There were some standard, old techniques I didn't see. For the set of real numbe...

There were some standard, old techniques I didn't see.

For the set of real numbers R, a positive integer n, and a function f: R^n --> R, we seek x in R^n to minimize f(x). Let z in R^n denote the value of x that minimizes f(x).

Borrowing from D. Knuth's mathematical typesetting system TeX, we let x_i denote component i of x. More generally we use the underscore to denote subscript.

Assume that function f is differentiable and let D_x f(x) be the derivative, that is, the gradient, that is, the vector where component i is the partial derivative if f with respect to component i of x.

(1) Line search. Suppose we have iterations j = 1, 2, ... where x^j is our jth estimate of z.

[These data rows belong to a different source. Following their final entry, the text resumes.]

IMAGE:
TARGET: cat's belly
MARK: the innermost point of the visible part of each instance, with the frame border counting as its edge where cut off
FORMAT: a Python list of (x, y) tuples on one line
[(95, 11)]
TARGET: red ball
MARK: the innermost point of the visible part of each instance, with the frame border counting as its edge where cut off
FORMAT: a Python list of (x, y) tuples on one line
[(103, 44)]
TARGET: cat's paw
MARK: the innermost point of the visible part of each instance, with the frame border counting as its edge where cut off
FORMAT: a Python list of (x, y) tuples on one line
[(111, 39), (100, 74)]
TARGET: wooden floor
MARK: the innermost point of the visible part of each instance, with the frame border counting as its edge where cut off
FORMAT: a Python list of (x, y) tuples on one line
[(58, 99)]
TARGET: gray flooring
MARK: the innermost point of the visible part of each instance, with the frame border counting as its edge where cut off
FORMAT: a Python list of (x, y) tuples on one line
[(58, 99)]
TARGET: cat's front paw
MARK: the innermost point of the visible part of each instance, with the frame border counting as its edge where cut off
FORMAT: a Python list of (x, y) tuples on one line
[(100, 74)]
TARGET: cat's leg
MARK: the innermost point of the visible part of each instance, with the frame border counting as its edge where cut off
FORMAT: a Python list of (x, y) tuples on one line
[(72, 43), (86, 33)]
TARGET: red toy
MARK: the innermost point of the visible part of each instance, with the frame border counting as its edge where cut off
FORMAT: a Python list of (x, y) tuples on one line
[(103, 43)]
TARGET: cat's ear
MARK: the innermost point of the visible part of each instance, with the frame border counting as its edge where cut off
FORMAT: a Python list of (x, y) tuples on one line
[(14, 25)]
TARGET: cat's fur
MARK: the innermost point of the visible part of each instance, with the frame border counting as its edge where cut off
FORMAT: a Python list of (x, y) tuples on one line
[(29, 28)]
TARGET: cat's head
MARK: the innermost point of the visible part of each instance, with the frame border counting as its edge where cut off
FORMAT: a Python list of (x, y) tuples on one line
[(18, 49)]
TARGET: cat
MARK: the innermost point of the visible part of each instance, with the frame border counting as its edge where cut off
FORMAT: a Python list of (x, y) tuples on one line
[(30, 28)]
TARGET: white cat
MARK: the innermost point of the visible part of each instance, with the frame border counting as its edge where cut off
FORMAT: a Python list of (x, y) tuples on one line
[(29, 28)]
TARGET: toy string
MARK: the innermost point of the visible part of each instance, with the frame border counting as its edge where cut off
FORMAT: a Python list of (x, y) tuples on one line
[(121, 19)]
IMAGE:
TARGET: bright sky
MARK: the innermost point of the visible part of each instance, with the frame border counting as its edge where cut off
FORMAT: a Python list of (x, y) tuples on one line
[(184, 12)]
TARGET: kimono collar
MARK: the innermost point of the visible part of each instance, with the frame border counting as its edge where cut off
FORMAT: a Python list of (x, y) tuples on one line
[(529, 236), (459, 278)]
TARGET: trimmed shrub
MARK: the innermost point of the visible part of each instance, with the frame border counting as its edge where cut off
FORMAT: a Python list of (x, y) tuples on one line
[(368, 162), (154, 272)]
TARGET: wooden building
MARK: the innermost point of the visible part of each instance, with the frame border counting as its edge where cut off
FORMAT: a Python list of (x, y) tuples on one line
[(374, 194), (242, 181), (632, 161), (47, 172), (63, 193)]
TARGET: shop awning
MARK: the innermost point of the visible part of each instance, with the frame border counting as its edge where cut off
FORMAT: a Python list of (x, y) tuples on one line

Then, for positive real number s, our step size, we can the usual gradient descent is

x^{j + 1} = x^j - s D_x f(x^j)

Well, with this approach, it need not be that

f(x^{j + 1}) < f(x^j)

So, an improvement is, for each iteration j, to do a line search to find the set size s. If f is convex, then there is a simple, standard approach to how to adjust s on this like search.

(2) Conjugate Gradients. Gradient descent is vulnerable to a lot of movement in directions that are nearly orthogonal to the best direction. The classic technique conjugate gradients after n iterations improves this situation.

(3) Newton Iteration. The simple Newton iteration for, say, square root generalizes to a function of n variables but, of course, requires finding second derivatives of f.

(4) Quasi-Newton. Look up quasi-Newton that estimates the second derivatives of Newton iteration from the gradients from the iterations.